O período da Guerra dos Trinta Anos e os anos que se seguiram têm algumas coisas a nos ensinar para este nosso tempo de pandemia. Podemos começar dizendo que naquela vez foi muito pior do que hoje. Apesar de não termos o remédio ideal para a Covid-19, temos medicina, hospitais e recursos muito melhores atualmente. Os meios de comunicação hoje também nos favorecem a transmissão da Palavra de Deus, o que no século dezessete era inimaginável.
Onde está Deus nesta pandemia? Ele está conosco, assim como esteve no tempo da Guerra dos Trinta Anos. Naquela vez, ele esteve no conforto que Deus deu através dos hinos de Paul Gerhardt e na sua Palavra pregada e anunciada por muitas pessoas. Deus esteve naqueles que, em meio à peste, fome e morte, estenderam sua mão para acolher os que estavam angustiados e doentes. E hoje, onde está Deus? Ele está na Palavra que é anunciada nas devoções domésticas, ele está na Palavra que é anunciada pelas mídias sociais, ele está em nossos hinos que podemos cantar ou ler. Aí está Deus, nos garantindo que, apesar da pandemia, a vida eterna continua segura, aguardando nossa vez de partir e estar com “Cristo, o que é incomparavelmente melhor” (Fp 1.23).

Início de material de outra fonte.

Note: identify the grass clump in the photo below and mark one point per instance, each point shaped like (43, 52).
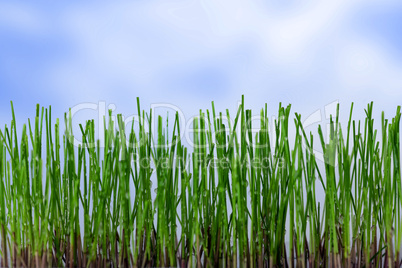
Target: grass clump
(237, 198)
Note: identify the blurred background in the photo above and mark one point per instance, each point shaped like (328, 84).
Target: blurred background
(98, 55)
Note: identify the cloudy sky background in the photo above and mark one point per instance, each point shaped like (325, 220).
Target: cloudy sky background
(188, 53)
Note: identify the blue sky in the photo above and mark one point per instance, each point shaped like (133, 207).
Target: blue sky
(188, 53)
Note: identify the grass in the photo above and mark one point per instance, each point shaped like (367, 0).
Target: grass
(237, 198)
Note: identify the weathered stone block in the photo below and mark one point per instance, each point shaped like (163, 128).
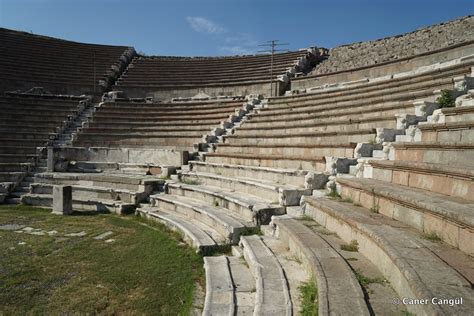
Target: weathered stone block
(62, 200)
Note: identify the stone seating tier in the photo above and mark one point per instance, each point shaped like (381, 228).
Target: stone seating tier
(396, 250)
(185, 72)
(374, 88)
(31, 60)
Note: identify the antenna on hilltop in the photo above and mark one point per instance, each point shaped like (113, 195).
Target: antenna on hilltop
(273, 44)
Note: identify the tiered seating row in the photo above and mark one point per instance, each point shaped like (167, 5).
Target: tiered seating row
(28, 123)
(168, 72)
(30, 60)
(176, 125)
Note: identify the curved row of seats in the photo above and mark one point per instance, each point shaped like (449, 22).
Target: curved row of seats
(286, 150)
(29, 60)
(26, 123)
(167, 72)
(172, 125)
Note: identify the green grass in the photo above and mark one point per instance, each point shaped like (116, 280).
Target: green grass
(308, 297)
(145, 270)
(353, 246)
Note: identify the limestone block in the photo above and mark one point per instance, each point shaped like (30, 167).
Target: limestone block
(425, 108)
(315, 181)
(62, 200)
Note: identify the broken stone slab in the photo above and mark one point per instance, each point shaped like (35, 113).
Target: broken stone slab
(62, 200)
(424, 108)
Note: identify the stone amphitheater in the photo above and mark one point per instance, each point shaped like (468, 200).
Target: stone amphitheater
(357, 164)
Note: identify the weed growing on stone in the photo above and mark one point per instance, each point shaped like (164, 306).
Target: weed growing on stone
(308, 298)
(432, 236)
(333, 194)
(142, 268)
(189, 181)
(353, 246)
(446, 99)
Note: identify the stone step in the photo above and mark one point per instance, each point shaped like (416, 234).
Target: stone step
(373, 90)
(333, 275)
(310, 163)
(331, 115)
(379, 294)
(244, 285)
(358, 136)
(220, 299)
(458, 132)
(452, 115)
(285, 195)
(247, 207)
(450, 218)
(13, 200)
(453, 154)
(216, 217)
(11, 176)
(107, 206)
(93, 193)
(320, 127)
(298, 178)
(272, 293)
(453, 181)
(296, 275)
(406, 260)
(116, 181)
(203, 238)
(15, 167)
(291, 149)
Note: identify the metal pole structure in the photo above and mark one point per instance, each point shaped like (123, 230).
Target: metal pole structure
(272, 44)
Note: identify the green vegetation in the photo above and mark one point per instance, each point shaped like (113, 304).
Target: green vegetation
(364, 281)
(308, 297)
(141, 268)
(353, 246)
(189, 181)
(431, 236)
(446, 99)
(333, 194)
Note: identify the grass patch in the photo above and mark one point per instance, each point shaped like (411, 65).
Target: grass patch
(432, 236)
(308, 296)
(364, 281)
(353, 246)
(189, 181)
(144, 270)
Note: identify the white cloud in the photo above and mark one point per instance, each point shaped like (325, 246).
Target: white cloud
(203, 25)
(237, 50)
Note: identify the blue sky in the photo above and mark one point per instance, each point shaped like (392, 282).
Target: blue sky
(225, 27)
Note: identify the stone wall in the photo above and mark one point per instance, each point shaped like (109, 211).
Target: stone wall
(363, 54)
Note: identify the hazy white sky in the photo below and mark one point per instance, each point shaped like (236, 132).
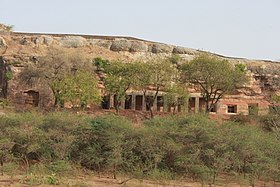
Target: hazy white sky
(240, 28)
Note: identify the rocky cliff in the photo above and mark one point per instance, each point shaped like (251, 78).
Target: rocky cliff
(17, 49)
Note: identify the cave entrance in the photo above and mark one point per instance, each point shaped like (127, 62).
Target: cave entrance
(31, 98)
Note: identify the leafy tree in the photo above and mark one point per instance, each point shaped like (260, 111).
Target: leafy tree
(118, 79)
(215, 77)
(151, 78)
(51, 69)
(176, 95)
(79, 87)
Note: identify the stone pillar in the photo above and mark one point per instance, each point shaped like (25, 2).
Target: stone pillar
(133, 101)
(165, 107)
(122, 104)
(155, 105)
(186, 106)
(111, 101)
(196, 108)
(143, 104)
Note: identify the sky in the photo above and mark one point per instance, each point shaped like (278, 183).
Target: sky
(237, 28)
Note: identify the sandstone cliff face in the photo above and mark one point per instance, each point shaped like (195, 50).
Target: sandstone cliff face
(19, 49)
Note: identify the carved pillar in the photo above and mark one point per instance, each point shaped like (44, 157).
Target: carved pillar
(143, 103)
(196, 106)
(155, 105)
(133, 101)
(165, 107)
(111, 101)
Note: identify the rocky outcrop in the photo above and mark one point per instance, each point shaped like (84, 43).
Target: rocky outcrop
(2, 43)
(25, 47)
(162, 48)
(121, 45)
(72, 41)
(101, 43)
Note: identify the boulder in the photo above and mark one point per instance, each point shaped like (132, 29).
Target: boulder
(24, 41)
(138, 46)
(101, 43)
(72, 41)
(38, 40)
(162, 48)
(121, 45)
(2, 42)
(48, 40)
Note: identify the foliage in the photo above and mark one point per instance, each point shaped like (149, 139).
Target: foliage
(214, 77)
(158, 75)
(52, 69)
(176, 95)
(9, 75)
(80, 87)
(119, 78)
(162, 148)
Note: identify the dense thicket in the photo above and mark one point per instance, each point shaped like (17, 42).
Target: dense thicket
(190, 146)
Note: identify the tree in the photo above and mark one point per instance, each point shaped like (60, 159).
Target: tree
(176, 95)
(51, 70)
(151, 78)
(80, 87)
(215, 77)
(118, 79)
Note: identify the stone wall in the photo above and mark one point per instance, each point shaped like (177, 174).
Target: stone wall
(20, 49)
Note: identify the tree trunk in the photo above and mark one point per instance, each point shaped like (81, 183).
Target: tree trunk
(2, 163)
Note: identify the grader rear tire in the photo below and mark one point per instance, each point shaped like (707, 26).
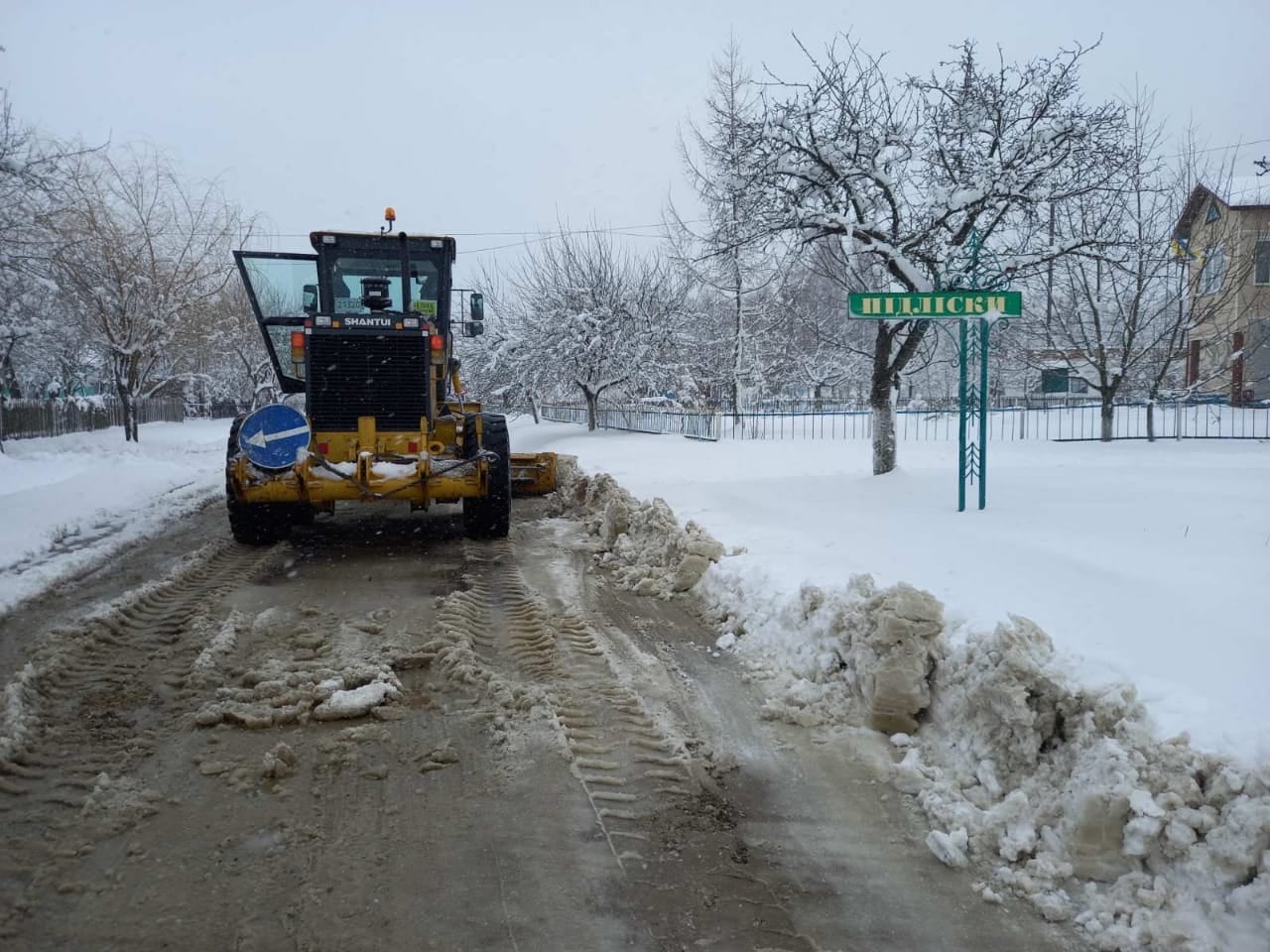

Os hinos de Paul Gerhardt parecem que foram escritos para esses tempos atuais de pandemia. Eles falam ao coração, mostrando-nos Jesus como nosso Salvador pessoal. Aquela “fronte ensanguentada” de Jesus na cruz é o sofrimento que Jesus passou por causa dos meus pecados. E o sofrimento pelo qual passo agora posso suportar, cantando com Paul Gerhardt: “Que toda a tua angústia/me livre da aflição” (estr. 7). Deus, livra-me da aflição da pandemia, mas, principalmente, da aflição causada pelo pecado, o que só Jesus pode fazer.